L’évaluation environnementale de ces ouvrages, faite par le Cerema, a montré des dysfonctionnements de ces ouvrages : diamètre des ouvrages insuffisant, système de guidage des amphibiens non pérenne. Cette étude, combinée à une étude des populations d’amphibiens par SAGE Environnement, a conduit à la réalisation de nouveaux aménagements dans l’objectif d’améliorer le fonctionnement de ces ouvrages.

La DREAL décrit les travaux de ces aménagements, et les conclusions de la nouvelle évaluation environnementale réalisée a posteriori.

Passage agricole sous RN42 – Diagnostic de fonctionnalité écologique

La DIR Nord a retenu dans sa programmation la réparation d’une buse métallique sous la RN42 ayant une fonction de passage agricole. Au regard des enjeux écologiques (passage de faune dans l’ouvrage), la DIR a confié au Cerema la réalisation d’un diagnostic écologique pour l’intégrer dans la définition du programme de réparation de l’ouvrage.
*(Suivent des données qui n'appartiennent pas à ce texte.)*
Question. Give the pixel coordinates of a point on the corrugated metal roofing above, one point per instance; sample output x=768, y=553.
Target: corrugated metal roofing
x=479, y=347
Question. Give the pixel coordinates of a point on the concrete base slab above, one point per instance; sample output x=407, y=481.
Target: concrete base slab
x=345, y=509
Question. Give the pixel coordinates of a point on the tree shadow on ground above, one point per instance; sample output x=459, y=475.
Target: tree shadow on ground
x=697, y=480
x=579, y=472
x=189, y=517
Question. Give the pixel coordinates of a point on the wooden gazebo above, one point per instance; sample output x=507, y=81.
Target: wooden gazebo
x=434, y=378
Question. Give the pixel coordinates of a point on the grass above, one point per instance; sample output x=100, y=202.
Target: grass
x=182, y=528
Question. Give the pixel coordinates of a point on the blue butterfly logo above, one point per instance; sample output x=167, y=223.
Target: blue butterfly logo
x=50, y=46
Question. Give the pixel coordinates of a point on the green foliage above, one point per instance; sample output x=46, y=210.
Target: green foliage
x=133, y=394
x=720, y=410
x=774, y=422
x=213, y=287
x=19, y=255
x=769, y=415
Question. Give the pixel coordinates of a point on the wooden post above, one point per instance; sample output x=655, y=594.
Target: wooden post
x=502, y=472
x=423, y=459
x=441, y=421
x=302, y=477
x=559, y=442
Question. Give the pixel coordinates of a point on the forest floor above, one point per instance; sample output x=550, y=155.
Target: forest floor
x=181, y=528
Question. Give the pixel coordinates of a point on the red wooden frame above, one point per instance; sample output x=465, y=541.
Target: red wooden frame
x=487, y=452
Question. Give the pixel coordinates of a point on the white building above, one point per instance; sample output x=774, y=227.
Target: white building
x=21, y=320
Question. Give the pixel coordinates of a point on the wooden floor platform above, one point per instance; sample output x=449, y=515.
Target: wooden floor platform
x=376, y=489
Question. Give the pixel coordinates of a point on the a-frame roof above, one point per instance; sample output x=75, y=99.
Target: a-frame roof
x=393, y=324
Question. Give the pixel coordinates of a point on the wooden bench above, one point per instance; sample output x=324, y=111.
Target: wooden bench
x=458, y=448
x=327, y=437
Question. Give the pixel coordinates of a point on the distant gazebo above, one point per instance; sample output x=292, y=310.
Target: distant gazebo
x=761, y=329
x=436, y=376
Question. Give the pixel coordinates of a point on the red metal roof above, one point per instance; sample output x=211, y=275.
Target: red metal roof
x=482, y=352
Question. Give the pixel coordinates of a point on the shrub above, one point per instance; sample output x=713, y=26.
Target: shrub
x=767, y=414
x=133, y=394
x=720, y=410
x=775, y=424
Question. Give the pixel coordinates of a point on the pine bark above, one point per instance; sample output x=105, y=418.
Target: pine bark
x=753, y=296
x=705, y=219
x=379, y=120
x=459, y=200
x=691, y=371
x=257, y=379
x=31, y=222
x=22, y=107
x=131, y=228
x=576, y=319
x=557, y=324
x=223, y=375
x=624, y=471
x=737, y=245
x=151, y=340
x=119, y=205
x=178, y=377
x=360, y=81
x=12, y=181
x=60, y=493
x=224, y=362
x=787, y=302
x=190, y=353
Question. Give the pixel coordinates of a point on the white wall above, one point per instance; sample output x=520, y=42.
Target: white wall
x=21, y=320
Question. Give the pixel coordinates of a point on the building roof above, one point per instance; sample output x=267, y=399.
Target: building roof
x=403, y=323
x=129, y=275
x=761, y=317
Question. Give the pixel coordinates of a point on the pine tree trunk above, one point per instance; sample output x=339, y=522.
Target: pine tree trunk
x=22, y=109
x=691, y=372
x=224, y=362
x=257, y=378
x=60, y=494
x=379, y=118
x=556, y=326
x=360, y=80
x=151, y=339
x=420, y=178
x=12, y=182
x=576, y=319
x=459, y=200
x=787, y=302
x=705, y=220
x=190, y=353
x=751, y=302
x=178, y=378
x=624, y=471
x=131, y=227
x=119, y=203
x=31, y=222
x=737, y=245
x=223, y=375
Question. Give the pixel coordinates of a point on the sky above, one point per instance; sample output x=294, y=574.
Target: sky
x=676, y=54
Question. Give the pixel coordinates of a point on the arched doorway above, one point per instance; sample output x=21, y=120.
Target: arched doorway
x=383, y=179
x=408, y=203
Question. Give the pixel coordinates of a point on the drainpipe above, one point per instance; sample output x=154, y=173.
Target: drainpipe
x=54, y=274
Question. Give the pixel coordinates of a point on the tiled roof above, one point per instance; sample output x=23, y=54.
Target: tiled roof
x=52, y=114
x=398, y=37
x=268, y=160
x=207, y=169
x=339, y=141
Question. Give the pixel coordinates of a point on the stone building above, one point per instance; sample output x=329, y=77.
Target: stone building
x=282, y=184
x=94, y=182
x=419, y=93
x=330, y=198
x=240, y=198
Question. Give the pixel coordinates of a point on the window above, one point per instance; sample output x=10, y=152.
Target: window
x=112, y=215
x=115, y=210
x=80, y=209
L’analyse préalable cartographique a conduit le Cerema à intégrer dans le diagnostic écologique une seconde buse située à proximité de l’ouvrage à réparer.

Le Cerema décrit la méthodologie de diagnostic mise en œuvre sur les deux ouvrages, qui conclut à un intérêt potentiellement important de ces deux ouvrages pour la continuité écologique et à la nécessité de les conserver.